Точкой отсчета, засвидетельствовавшей творческое томление семнадцатилетнего Достоевского, явилось то самое «философское» письмо к брату от 31 октября 1838 года. В нем имелись строки, которые — при всей условности романтического тона — нельзя было выдумать, лишь подражая модному стилю. «Я давно не испытывал взрывов вдохновенья, — писал Достоевский. — Не залетит ко мне райская птичка поэзии, не согреет охладелой души… Ты говоришь, что я скрытен; но вот уже и прежние мечты мои меня оставили, и мои чудные арабески, которые создавал некогда, сбросили позолоту свою. Те мысли, которые лучами своими зажигали душу и сердце, нынче лишились пламени и теплоты; или сердце мое очерствело или… дальше ужасаюсь говорить… Мне страшно сказать, ежели всё прошлое было один золотой сон, кудрявые грезы».
В представлении семнадцатилетнего автора «чудных арабесок» слова давно, некогда, прежде могли означать и пять лет, и год, и месяц. В тот момент, однако, он чувствовал себя не только потребителем высокой поэзии, но литературным фантазером с большим опытом собственного поэтического вдохновения.
Что именно он имел в виду, говоря об арабесках? Те самые мудреные, замысловатые, страшные и смешные сказки, которые он «выдумал слагать» года в три? Или роман из венецианской жизни, который он «беспрерывно сочинял в уме» по дороге в Петербург? Или «райскую птичку поэзии», которая была его обычным состоянием души?
Он открывал в себе дар, как открывают законы природы. Он не торопился начать — с тем лишь, чтобы отметить начало. Видимо, с тех пор, как он себя помнил, он всем своим существом безошибочно ощущал присутствие такой духовной температуры, которую на излете романтической эпохи принято было называть небесным пламенем, райским лучом или огнем вдохновения. Ему, получившему богатейший читательский опыт, изучившему самые тонкие творческие состояния и знавшему, как могут владеть поэты человеческим сердцем, оставалось лишь увидеть свое изначальное с ними сходство, а может быть, и родство…
Ему оставалось лишь сказать самому себе: я — один из них.

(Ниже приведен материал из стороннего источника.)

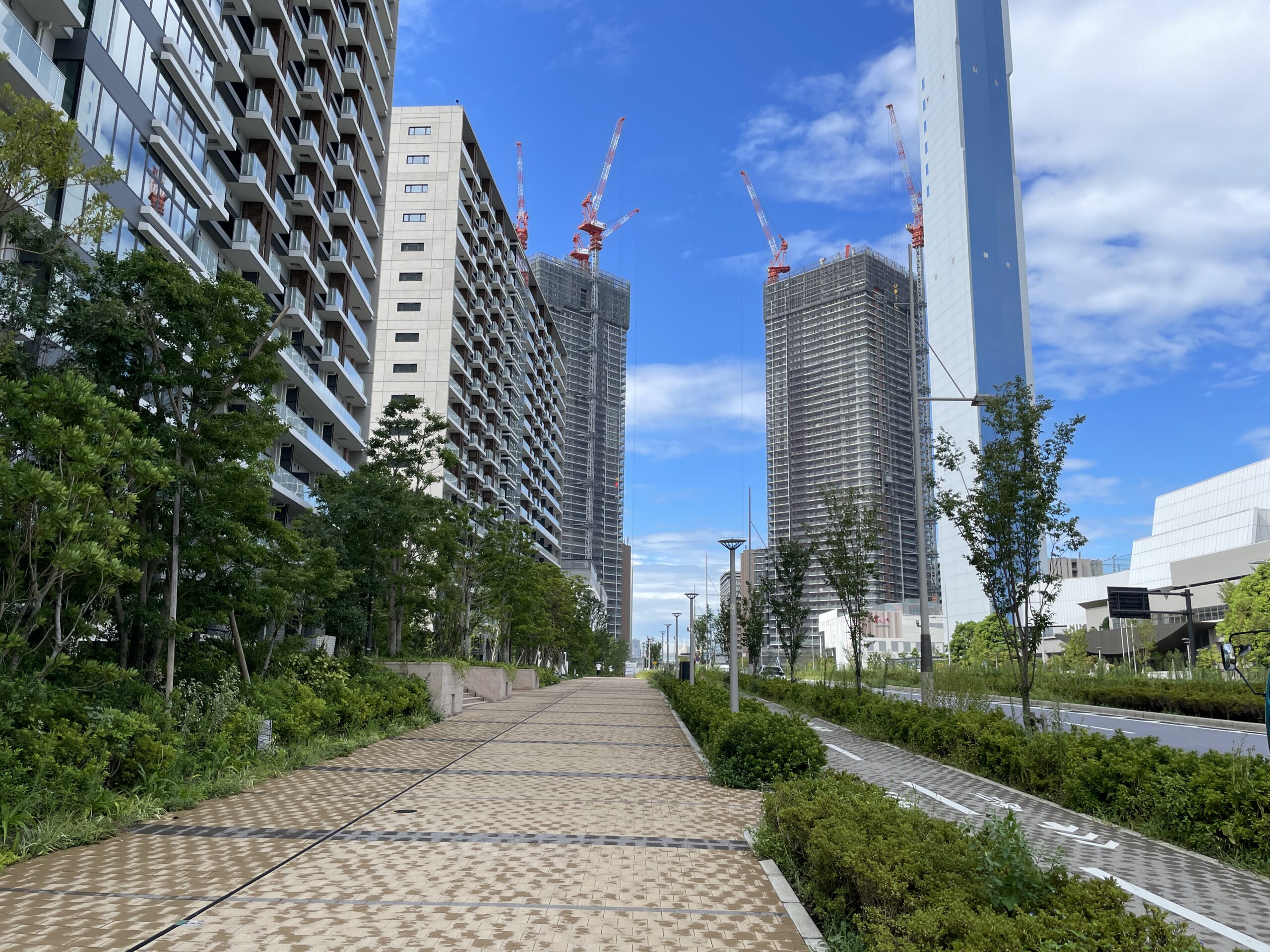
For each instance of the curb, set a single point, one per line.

Можно только удивляться, как долго он не позволял себе утвердиться в таком убеждении. И внешняя жизнь, и он сам — своими сомнениями, рефлексиями — ставили преграды на пути решительного самоопределения. Но вот что странно — для того чтобы убедиться в своей причастности к миру творчества, он совсем не торопился с делом. С большой осторожностью размышляя о будущем, он как бы готовил почву для радикальной перемены судьбы. «К чему мне сделаться Паскалем или Остроградским. Математика без приложенья чистый 0, и пользы в ней столько же, как в мыльном пузыре», — намекал он отцу, одновременно прося денег на «совершенно необходимый» абонемент во французскую библиотеку.
Трудно сказать, как долго могло продолжаться его осторожное и внимательное вглядывание в себя. Может быть, считаясь с обязательствами перед отцом и не желая огорчать его уклонением «с прямого пути на путь шаткий и неопределенный» (по которому пошли только трое из кондукторов его выпуска — он сам, Григорович и Трутовский), подпоручик Достоевский вынужден был бы тянуть лямку в инженерном департаменте не год, а много дольше.

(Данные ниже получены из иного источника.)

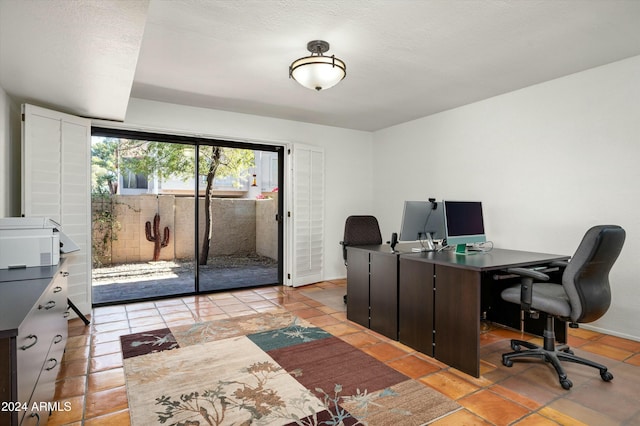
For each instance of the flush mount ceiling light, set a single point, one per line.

Но уже в августе 1839 года, спустя всего три месяца после майского письма к отцу с размышлениями о бесполезности математики, он сообщал брату, что решился на бесповоротный шаг. Теперь ему не нужно было таиться — с участью инженера и чиновника военного ведомства, уготовленной ему, было покончено в принципе. Пусть учеба и служба еще какое‑то время будут мешать его настоящим надеждам (с этого момента до отставки инженера — чертежника полевой картографии пройдет целых пять лет), он был готов смотреть на свою нынешнюю жизнь «с совершенным бесчувствием». «Одна моя цель быть на свободе. Для нее я всем жертвую… Я сумею развязать со всем этим; но, признаюсь, надо сильную веру в будущее, крепкое сознанье в себе, чтобы жить настоящими надеждами; но что же? всё равно, сбудутся они или не сбудутся; я свое сделаю».
Отныне своей судьбой он мог распоряжаться сам: человека, упрямо и со страстью стремившегося поставить детей на правильный жизненный путь, суливший обеспеченное будущее, его отца, тем летом не стало. За десять дней до смерти Михаил Андреевич успел еще, отвечая на письмо сына и высылая деньги, пожаловаться на жестокую нужду и предстоящее «решительное и конечное расстройство состояния», а также сделать весьма характерную приписку о своем старшем сыне, Михаиле, который «употребляет время на пустое, на стихокорпание»[71].